Dolandırıcılar ve Devlet *

Son kripto para vurgununun ardından hafızamı yokluyorum. Gözümün önüne 80 sonrası bankerler, 90'lı yıllarda adına yeşil sermaye dedikleri holdingler, 2000 sonrası Çiftlikbank şimdi de Thedox geldi. Biraz arşiv karıştırsak daha niceleri ve nice kirli çamaşırlar çıkar ortaya. Bunların içerisinde kuruluş ve ortaya çıkış amacı dolandırıcılık olmayan ama geldiği nokta itibariyle arkasında binlerce mağdur bırakan bir durum söz konusu olduğu görülmektedir.. Hesapların haklenmesini, kontör isteme, terörle mücadele adı altında para istenmesini saymıyorum bile. 

Köşeyi dönüp mağdur edenlerin ve mağdur olanların ortak noktası, daha fazla para kazanma hırsı olduğu açıktır. Fazla emek sarf etmeden, parayı üretimde değerlendirmeden, oturduğumuz yerden -deli- para kazanma aşkıdır bunun Türkçesi. Her yılbaşı öncesi piyango bileti alma, devlet eliyle yürütülen diğer şans oyunlarına para yatırma da aynı kapıya çıkar.
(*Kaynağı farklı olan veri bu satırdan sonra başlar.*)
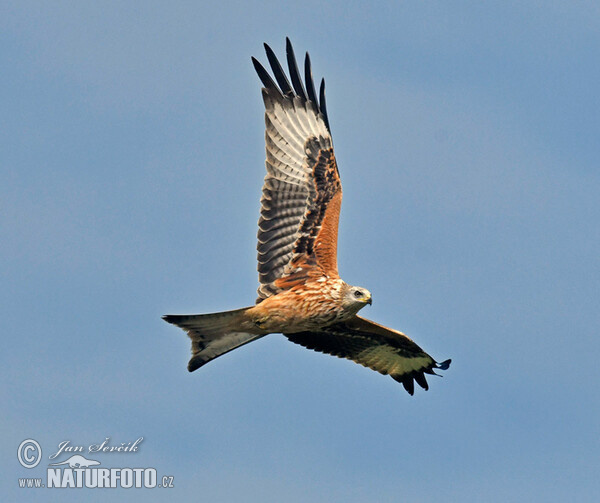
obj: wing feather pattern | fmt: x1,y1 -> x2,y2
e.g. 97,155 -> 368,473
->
252,39 -> 342,302
284,316 -> 451,395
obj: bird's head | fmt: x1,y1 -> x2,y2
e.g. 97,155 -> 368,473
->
342,285 -> 373,313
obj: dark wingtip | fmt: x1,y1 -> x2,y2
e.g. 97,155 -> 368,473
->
188,356 -> 207,372
402,377 -> 415,396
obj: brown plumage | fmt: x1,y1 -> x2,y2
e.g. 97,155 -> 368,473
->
163,39 -> 450,395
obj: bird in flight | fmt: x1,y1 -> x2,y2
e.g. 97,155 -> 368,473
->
163,39 -> 450,395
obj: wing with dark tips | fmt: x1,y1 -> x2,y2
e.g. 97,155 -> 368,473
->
284,316 -> 451,395
252,39 -> 342,302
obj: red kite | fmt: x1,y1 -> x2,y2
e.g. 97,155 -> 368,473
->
163,39 -> 450,395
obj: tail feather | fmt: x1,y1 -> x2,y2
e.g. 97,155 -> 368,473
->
163,307 -> 262,372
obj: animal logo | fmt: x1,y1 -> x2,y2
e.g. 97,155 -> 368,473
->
49,454 -> 100,468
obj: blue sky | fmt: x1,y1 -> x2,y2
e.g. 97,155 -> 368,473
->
0,1 -> 600,502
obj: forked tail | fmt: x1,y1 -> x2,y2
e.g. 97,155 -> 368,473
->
163,307 -> 262,372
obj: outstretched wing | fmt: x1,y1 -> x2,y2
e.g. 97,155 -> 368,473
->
284,316 -> 451,395
252,39 -> 342,302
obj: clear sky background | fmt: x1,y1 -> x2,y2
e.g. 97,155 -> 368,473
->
0,0 -> 600,502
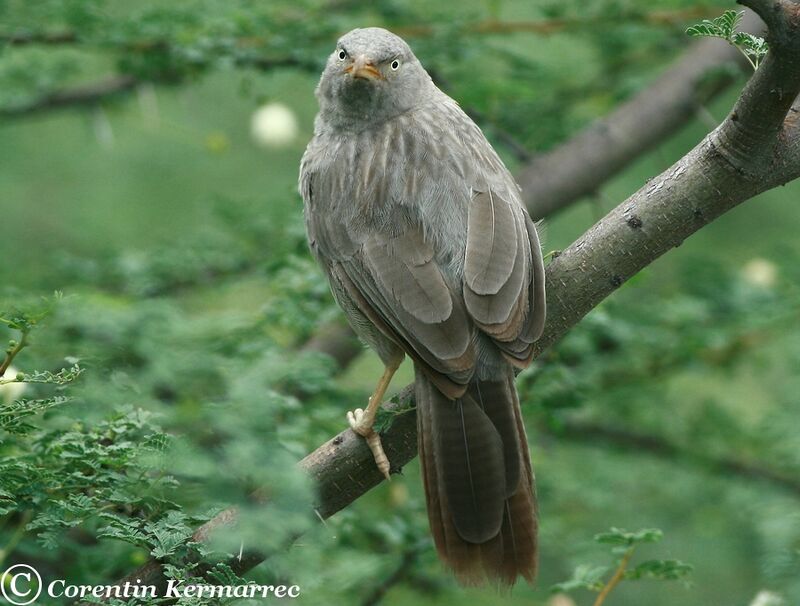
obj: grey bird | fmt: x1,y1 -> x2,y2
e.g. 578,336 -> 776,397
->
299,28 -> 545,585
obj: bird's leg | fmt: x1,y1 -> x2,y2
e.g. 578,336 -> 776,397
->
347,354 -> 403,480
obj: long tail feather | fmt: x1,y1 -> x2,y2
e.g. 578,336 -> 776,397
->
416,371 -> 537,585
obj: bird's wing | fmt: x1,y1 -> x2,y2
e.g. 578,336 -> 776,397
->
330,228 -> 475,397
463,188 -> 545,368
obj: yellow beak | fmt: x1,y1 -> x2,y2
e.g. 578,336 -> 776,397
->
344,55 -> 383,80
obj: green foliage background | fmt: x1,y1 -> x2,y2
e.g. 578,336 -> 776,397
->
0,0 -> 800,606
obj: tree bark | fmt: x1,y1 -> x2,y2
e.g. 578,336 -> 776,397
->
517,11 -> 763,219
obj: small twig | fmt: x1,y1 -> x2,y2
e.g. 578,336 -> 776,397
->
594,547 -> 636,606
0,511 -> 33,566
0,330 -> 28,378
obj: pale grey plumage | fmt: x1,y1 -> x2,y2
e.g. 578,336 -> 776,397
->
300,28 -> 545,582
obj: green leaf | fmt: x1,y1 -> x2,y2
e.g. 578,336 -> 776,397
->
550,564 -> 608,593
625,560 -> 694,581
594,528 -> 664,546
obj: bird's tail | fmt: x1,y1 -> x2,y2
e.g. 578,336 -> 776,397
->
415,369 -> 537,585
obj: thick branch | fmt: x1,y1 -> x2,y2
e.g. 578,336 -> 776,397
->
0,75 -> 137,117
517,12 -> 760,218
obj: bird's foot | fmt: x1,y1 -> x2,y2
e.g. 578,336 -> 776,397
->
347,408 -> 391,480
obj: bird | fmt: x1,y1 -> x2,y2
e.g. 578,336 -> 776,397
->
298,27 -> 546,586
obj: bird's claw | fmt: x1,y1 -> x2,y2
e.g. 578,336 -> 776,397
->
347,408 -> 391,480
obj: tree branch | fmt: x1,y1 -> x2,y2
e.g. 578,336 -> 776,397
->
0,75 -> 138,118
539,420 -> 800,495
517,12 -> 760,219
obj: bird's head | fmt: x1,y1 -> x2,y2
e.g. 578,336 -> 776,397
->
317,27 -> 434,129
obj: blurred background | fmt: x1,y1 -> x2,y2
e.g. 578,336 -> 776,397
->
0,0 -> 800,606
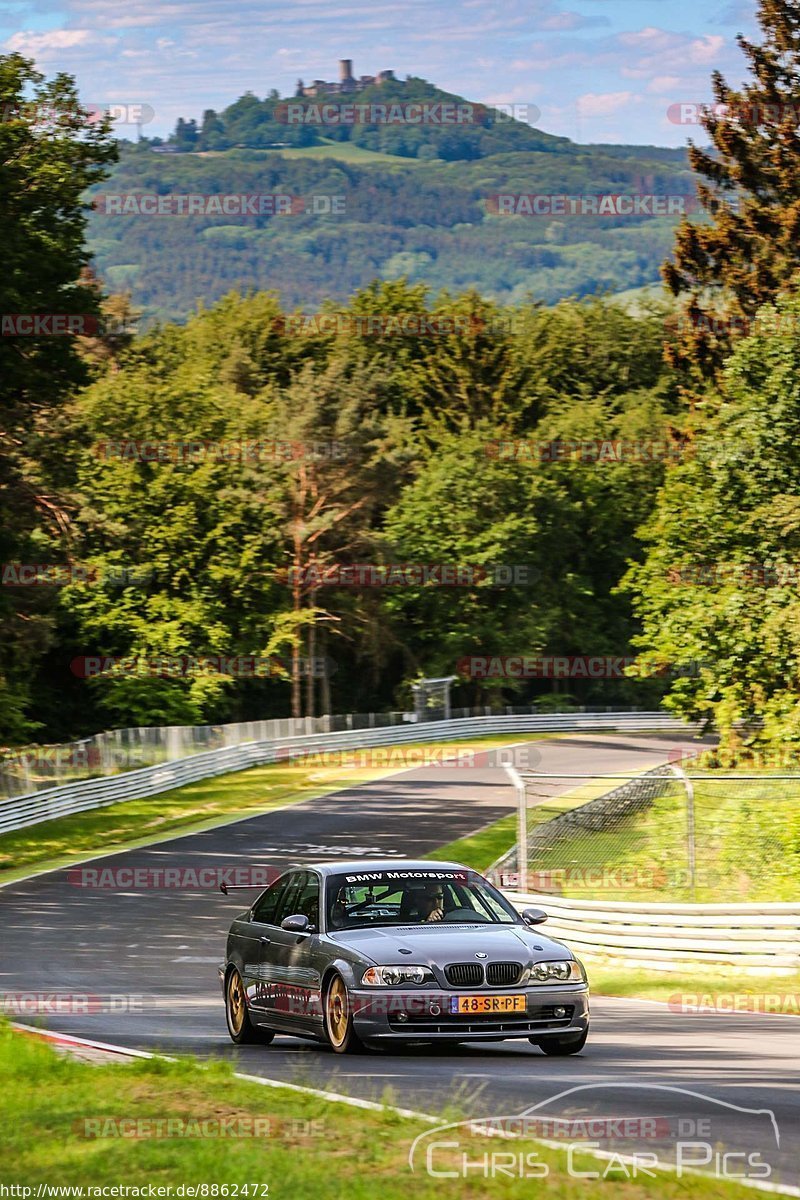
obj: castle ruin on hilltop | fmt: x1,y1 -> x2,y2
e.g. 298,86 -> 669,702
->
295,59 -> 399,96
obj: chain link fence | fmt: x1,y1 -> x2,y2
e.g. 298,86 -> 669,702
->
0,706 -> 638,800
493,764 -> 800,902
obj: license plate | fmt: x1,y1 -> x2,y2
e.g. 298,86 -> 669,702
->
450,996 -> 527,1013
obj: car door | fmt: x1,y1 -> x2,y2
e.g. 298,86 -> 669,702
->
242,871 -> 297,1024
263,870 -> 325,1033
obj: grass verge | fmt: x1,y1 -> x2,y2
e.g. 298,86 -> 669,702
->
427,784 -> 800,1020
0,734 -> 537,883
0,1025 -> 767,1200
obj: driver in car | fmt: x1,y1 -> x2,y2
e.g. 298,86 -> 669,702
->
420,883 -> 445,920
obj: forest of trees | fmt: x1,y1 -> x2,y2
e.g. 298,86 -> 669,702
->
89,143 -> 694,325
0,0 -> 800,743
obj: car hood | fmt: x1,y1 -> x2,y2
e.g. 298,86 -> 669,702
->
327,922 -> 573,966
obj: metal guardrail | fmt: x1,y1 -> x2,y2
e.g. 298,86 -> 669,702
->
0,713 -> 693,834
506,892 -> 800,974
Kim fazla para kazanmak istemez? Benim parada pulda gözüm yok, fazla para istemem diyen kaç kişi var aramızda? Herkes, ama çalışarak ama çalışmadan ve alın terletmeden köşeyi dönme hayali kurmakta. Siz hiç duydunuz mu, bugüne kadar biriktirdiğim ve kazandığım para bana yeter diyeni? Duyamazsınız. Bundandır ki “İnsanoğlunun bir vadi dolusu altını olsa, ikinci vadiyi ister. Onun gözünü ancak toprak doyurur” denir. Yani para, olduğundan fazla para kazanma, bir verip üç alma bizim yumuşak karnımız. İnsanın bu zaafını bilenler de bu müşteri portföyünü değerlendirir, onlara ne haliniz varsa görün demez ve şunların birikintilerini bir çarpayım der. Yani bir yerde müşteri varsa bunun alıcısı/satıcısı/pazarlayıcısı da olur.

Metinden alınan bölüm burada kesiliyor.